Se la retribuzione minima viene fissata a ridosso dei minimi tabellari previsti dai CCNL certamente potrebbe risultare depotenziata la Contrattazione Nazionale, perché occorre ricordare che il CCNL si occupa di altre cose oltre al salario base: maggiorazioni per straordinari, turni, riposi, orari, inquadramento, formazione continua, diritti sindacali, permessi, ecc. E comunque non verrebbe minimamente limitata la contrattazione di secondo livello, aziendale o territoriale.

Viceversa, il rischio è che fissando un minimo significativamente inferiore ai minimi contrattuali si possa indurre parte delle imprese ad adottarlo per risparmiare rispetto al CCNL. Le aziende che potrebbero essere interessate a quest’operazione sarebbero sostanzialmente le stesse che già oggi non applicano nessun CCNL o ne applicano uno di comodo, e che determinano un ribasso retributivo mediamente del 20%: si deve ragionare attorno a questa soglia per determinare effetti concreti.

Scendere troppo significa creare le condizioni per un peggioramento. Salire senza arrivare a ridossi dei minimi contrattuali dovrebbe concretamente migliorare le condizioni di quel 10% di dipendenti che sono sottopagati, per non dire degli “autonomi” che non godono neppure di una simulazione di contratto collettivo e sono in completa balia dei rapporti di forza con il committente.

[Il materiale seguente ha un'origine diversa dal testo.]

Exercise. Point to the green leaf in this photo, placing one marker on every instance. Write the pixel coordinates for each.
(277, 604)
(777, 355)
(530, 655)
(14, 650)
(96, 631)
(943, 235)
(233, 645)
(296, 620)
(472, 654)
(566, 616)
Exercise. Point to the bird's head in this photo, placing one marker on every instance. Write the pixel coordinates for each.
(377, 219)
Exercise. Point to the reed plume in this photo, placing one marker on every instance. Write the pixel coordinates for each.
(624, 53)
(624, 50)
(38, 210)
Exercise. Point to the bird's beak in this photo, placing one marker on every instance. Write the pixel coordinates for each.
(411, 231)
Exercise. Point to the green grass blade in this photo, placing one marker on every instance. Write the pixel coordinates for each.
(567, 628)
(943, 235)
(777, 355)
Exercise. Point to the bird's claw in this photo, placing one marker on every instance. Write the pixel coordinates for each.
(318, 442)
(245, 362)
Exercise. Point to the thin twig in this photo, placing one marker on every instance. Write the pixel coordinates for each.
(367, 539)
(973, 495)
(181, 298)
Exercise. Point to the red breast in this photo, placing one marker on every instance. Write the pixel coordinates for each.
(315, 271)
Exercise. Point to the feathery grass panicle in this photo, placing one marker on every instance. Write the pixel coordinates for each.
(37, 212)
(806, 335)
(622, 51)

Del resto in Germania il minimo salariale di legge è attorno al 50% del salario mediano reale e ciò non ha minimamente intaccato il ruolo della contrattazione collettiva. Vero è che in Germania il tessuto di piccole imprese, che sono più propense ad eludere i CCNL, è molto inferiore all’Italia, e che la rappresentanza sindacale è più diffusa e soprattutto non frazionata. D’altra parte questo paragone deve tener conto di una condizione normativa molto differente: soltanto la piena attuazione dell’art. 39 restituirebbe al Sindacato la potestà legale per fissare minimi retributivi con valore obbligatorio.

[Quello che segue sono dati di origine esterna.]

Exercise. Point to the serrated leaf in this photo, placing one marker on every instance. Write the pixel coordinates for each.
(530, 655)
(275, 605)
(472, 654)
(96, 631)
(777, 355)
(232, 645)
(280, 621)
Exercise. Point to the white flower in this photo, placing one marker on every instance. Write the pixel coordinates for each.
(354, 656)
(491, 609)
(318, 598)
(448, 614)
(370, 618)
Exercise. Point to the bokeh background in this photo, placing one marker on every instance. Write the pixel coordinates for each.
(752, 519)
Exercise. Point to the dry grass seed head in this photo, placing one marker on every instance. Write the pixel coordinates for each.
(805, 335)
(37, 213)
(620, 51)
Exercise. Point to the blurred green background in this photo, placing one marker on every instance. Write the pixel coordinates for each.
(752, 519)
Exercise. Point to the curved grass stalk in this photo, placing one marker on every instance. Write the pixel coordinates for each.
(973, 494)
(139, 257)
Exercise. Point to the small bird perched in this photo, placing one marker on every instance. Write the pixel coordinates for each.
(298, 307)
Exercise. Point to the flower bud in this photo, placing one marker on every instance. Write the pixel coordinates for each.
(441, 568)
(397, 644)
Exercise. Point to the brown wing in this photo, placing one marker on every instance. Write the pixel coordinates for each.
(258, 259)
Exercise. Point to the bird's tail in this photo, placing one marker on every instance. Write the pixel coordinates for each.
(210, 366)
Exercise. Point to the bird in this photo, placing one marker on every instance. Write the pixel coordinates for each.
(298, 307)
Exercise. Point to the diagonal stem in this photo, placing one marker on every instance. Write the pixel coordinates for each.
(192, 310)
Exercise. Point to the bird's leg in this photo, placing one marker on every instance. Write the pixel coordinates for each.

I minimi contrattuali si applicano indifferentemente su tutto il territorio nazionale, ma dati ben noti ci danno diversi livelli di sviluppo tra le regioni, il peso relativo dei minimi tabellari è diverso sia che li si compari al potere d’acquisto regionale sia rispetto al salario mediano regionale. Un livello ragionevole in una regione al nord potrebbe essere fuori mercato in molte zone del sud, e viceversa un livello accettabile al sud potrebbe essere irrisorio al nord. La soluzione è se si vuol fare un’operazione che abbia effetti reali sulle retribuzioni, sia opportuno individuare un minimo orario medio per poi riparametrarlo per aree territoriali.

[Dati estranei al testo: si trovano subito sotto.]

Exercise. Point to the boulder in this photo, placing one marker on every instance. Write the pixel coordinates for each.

In materia retributiva sarebbe meglio affidarsi alla contrattazione tra le Parti Sociali, ma è altrettanto vero che in una cornice normativa come la nostra questa contrattazione non può avere effetti erga omnes.

Si sta cercando un accordo in Parlamento prima tra le parti sociali (la cui piena rappresentatività dovrebbe essere oggetto di una formale legittimazione) ma non si comprende per quale ragione non si dia attuazione all’art. 39 della Costituzione che sarebbe la soluzione più chiara e coerente, ma la supplenza del legislatore però non può portare a sbagli madornali come i vari testi rappresentano in discussione.

Ne segnalo due determinanti: uno è quello cigiellino di comodo per i sindacati inerti, che prevede un salario per legge non relativo al trattamento minimo lordo contrattuale ma al all’interno del trattamento economico, trattamento di fine rapporto ferie e premi di produzione, welfare compresi. Che significa segare la contrattazione privata centrale e quella aziendale, lasciando tutto alla politica. L’altro è la sanzione prevista per chi non rispetta la legge: sanzioni intorno ai 100 euro, invogliano al nero, quando invece le sanzioni sono pesanti inducono ad un ripensamento dallo scavalcare la legge.

Insomma, la discussione è molto ma molto lontana da una soluzione ragionevole.